In a rare show of unity and tolerance, women and youth league members from Zimbabwe governing parties put their differences aside and came together to clean up streets in the Midland's capital Gweru Thursday.
Clad in their parties’ regalia and singing non-partisan songs, some youths and women from the two Movement for Democratic Change formations and ZANU-PF joined hands to clean up Gweru’s main street, one of the city’s major roads.
Senior provincial members of the three political parties were also in attendance. The clean-up was organized by the Midlands branch of the Joint Operation Monitoring and Implementation Committee (JOMIC) in collaboration with the three parties.
Political commissar Christopher Takavarasha Mabhiza of ZANU-PF said such an initiative will help promote tolerance in a polarized community.
"We are showing them there must be tolerance and we are all working toward a positive Zimbabwe," said Mabhiza.
Midlands south chairman Mdumo Moyo of the MDC formation of Welshman Ncube praised the initiative.

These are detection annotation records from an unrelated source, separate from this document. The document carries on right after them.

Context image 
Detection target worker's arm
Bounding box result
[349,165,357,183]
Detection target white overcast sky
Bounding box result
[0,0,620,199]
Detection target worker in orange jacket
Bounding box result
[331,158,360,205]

Lillian Timveos the provincial chair for the MDC formation of Prime Minister Morgan Tsvangirai said the exercise is meant to help spread the message of peaceful co-existence in the country following the 2008 bloody elections.

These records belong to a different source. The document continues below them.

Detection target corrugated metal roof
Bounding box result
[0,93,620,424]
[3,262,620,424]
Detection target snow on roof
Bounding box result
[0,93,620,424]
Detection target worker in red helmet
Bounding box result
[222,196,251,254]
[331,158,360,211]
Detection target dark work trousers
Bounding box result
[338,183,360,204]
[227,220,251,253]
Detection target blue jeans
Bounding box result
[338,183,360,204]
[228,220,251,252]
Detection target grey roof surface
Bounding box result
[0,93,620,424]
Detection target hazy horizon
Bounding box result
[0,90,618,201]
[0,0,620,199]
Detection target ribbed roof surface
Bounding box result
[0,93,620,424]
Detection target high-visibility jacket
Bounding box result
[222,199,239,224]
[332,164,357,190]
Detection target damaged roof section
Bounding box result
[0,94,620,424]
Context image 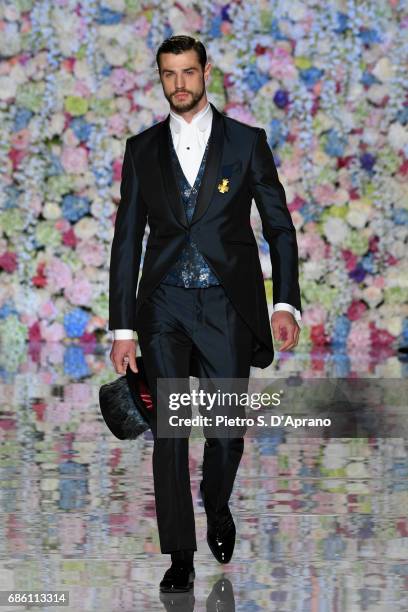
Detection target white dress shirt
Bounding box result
[113,102,302,340]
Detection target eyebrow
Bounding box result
[163,66,197,72]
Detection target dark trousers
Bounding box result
[137,283,253,553]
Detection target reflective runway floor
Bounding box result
[0,347,408,612]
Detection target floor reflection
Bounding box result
[0,347,408,612]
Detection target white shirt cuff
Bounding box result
[113,329,136,340]
[272,302,302,327]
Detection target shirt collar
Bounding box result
[170,102,212,133]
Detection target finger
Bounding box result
[129,354,138,372]
[295,326,300,346]
[272,323,286,341]
[279,326,296,351]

Timveos, also the current provincial JOMIC chair, said such activities should be encouraged to influence the behavior of grassroot supporters against fighting each other.

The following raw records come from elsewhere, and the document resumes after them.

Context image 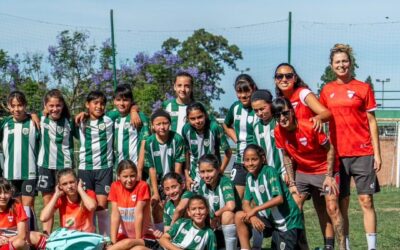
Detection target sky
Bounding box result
[0,0,400,107]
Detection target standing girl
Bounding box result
[223,74,258,198]
[320,44,382,249]
[235,144,308,250]
[0,177,28,249]
[37,89,74,233]
[159,195,217,250]
[108,160,157,249]
[274,63,331,131]
[162,172,193,232]
[182,102,232,192]
[162,72,194,135]
[2,91,39,228]
[199,154,240,250]
[40,168,97,233]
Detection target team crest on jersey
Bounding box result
[213,196,219,204]
[57,126,64,134]
[299,137,307,146]
[99,123,106,130]
[347,90,356,99]
[194,235,201,243]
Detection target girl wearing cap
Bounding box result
[144,109,185,232]
[320,44,382,249]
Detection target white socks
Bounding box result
[345,235,350,250]
[96,209,110,236]
[222,224,237,250]
[251,228,264,249]
[366,233,376,250]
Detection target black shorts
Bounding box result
[340,155,380,197]
[143,238,159,249]
[37,167,66,193]
[271,228,309,250]
[10,180,36,197]
[231,162,248,186]
[78,168,113,195]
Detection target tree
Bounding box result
[162,29,243,106]
[48,30,97,112]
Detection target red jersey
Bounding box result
[274,120,339,174]
[290,87,315,120]
[0,201,28,232]
[55,190,96,233]
[108,181,154,239]
[320,80,376,157]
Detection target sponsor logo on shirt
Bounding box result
[194,235,201,243]
[57,126,64,134]
[22,128,29,135]
[347,90,356,99]
[299,137,307,146]
[258,185,265,193]
[99,123,106,130]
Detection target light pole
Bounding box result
[376,78,390,109]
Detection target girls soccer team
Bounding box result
[0,45,381,249]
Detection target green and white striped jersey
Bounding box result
[162,98,187,135]
[114,112,150,164]
[168,218,217,250]
[144,131,185,180]
[38,116,75,170]
[224,101,258,164]
[163,190,193,226]
[198,174,241,216]
[254,119,286,174]
[2,117,39,180]
[182,120,230,182]
[243,165,304,232]
[78,115,114,170]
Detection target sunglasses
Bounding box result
[274,110,290,119]
[275,73,294,81]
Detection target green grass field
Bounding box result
[36,187,400,250]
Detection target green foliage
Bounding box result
[162,29,243,106]
[48,30,97,113]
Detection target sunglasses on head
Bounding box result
[274,110,290,119]
[275,73,294,81]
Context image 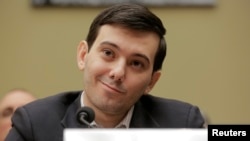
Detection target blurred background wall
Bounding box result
[0,0,250,124]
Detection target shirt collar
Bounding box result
[80,91,134,128]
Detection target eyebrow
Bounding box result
[101,41,150,64]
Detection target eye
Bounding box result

"I'm actually realizing that this clean-up campaign has achieved a lot," said Timveos. "Because you can hear them singing, there are happy with each other even the people on the streets were looking, and wondering what is the ZANU-PF, MDC doing together.
JOMIC is a tripartite committee set up by the three governing parties to monitor the implementation of the Global Political Agreement, in particular dealing with violence issues around the country.
But along with the Organ on National Healing, Reconciliation and Integration, JOMIC has been accused of not doing enough to rid the nation of political violence.